En ningún caso tendrán que declarar los contribuyentes que obtengan exclusivamente rendimientos íntegros del trabajo, de capital o de actividades económicas, así como ganancias patrimoniales, con el límite conjunto de 1.000 euros anuales y pérdidas patrimoniales de cuantía inferior a 500 euros.
3. El límite a que se refiere el párrafo a) del apartado 2 anterior será de 11.200 euros para los contribuyentes que perciban rendimientos íntegros del trabajo en los siguientes supuestos:
a) Cuando procedan de más de un pagador.

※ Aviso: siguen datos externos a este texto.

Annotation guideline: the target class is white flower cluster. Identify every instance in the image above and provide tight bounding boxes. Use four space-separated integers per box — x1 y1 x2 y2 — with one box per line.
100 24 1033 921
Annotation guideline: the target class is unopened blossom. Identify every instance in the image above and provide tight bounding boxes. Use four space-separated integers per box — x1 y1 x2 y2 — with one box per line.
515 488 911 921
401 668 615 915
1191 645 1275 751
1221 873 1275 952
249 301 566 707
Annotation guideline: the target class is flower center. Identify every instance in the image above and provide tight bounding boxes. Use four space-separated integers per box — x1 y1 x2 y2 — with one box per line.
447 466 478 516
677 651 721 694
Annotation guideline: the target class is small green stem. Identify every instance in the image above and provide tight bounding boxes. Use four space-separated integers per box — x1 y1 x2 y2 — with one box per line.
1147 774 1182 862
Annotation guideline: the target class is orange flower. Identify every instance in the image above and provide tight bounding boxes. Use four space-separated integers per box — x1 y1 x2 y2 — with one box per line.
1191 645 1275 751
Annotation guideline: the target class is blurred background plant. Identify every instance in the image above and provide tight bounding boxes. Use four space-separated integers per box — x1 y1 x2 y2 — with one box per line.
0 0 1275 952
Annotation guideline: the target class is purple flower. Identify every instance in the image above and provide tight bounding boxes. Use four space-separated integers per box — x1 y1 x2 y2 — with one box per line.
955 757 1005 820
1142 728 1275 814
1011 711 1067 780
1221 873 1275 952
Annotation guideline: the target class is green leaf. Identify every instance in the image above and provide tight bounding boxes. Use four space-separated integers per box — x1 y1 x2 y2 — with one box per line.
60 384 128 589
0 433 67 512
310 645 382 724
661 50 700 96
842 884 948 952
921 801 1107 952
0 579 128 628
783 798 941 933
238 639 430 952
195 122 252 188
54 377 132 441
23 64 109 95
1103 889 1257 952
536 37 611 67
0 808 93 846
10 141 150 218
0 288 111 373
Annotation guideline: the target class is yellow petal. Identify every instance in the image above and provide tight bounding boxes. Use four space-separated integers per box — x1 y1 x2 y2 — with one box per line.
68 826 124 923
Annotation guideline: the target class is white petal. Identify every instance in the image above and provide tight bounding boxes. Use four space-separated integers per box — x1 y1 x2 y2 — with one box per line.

No obstante, el límite será de 22.000 euros anuales en los siguientes supuestos:
1.º Si la suma de las cantidades percibidas del segundo y restantes pagadores, por orden de cuantía, no supera en su conjunto la cantidad de 1.500 euros anuales.
2.º Cuando se trate de contribuyentes cuyos únicos rendimientos del trabajo consistan en las prestaciones pasivas a que se refiere el artículo 17.2.a) de esta Ley y la determinación del tipo de retención aplicable se hubiera realizado de acuerdo con el procedimiento especial que reglamentariamente se establezca.
b) Cuando se perciban pensiones compensatorias del cónyuge o anualidades por alimentos diferentes de las previstas en el artículo 7 de esta Ley.
c) Cuando el pagador de los rendimientos del trabajo no esté obligado a retener de acuerdo con lo previsto reglamentariamente.
d) Cuando se perciban rendimientos íntegros del trabajo sujetos a tipo fijo de retención.
4. Estarán obligados a declarar en todo caso los contribuyentes que tengan derecho a deducción por inversión en vivienda, por cuenta ahorro-empresa, por doble imposición internacional o que realicen aportaciones a patrimonios protegidos de las personas con discapacidad, planes de pensiones, planes de previsión asegurados o mutualidades de previsión social, planes de previsión social empresarial y seguros de dependencia que reduzcan la base imponible, en las condiciones que se establezcan reglamentariamente.
(…)”.
De acuerdo con lo dispuesto anteriormente, la percepción de rendimientos de actividades económicas obliga a la presentación de la declaración por el IRPF salvo que, de acuerdo con lo previsto en el párrafo segundo del artículo 96.2 c) de la LIRPF anteriormente reproducido, dichos rendimientos juntos con los rendimientos íntegros del trabajo, del capital y las ganancias patrimoniales no superen los 1.000 euros. Por lo tanto, en la medida en que la consultante ha percibido rendimientos de actividades económicas y estos, junto con los rendimientos íntegros del trabajo percibidos superan los 1.000 euros en 2012, estará obligada a presentar declaración por este Impuesto.
Lo que comunico a Vd. con efectos vinculantes, conforme a lo dispuesto en el apartado 1 del artículo 89 de la Ley 58/2003, de 17 de diciembre, General Tributaria.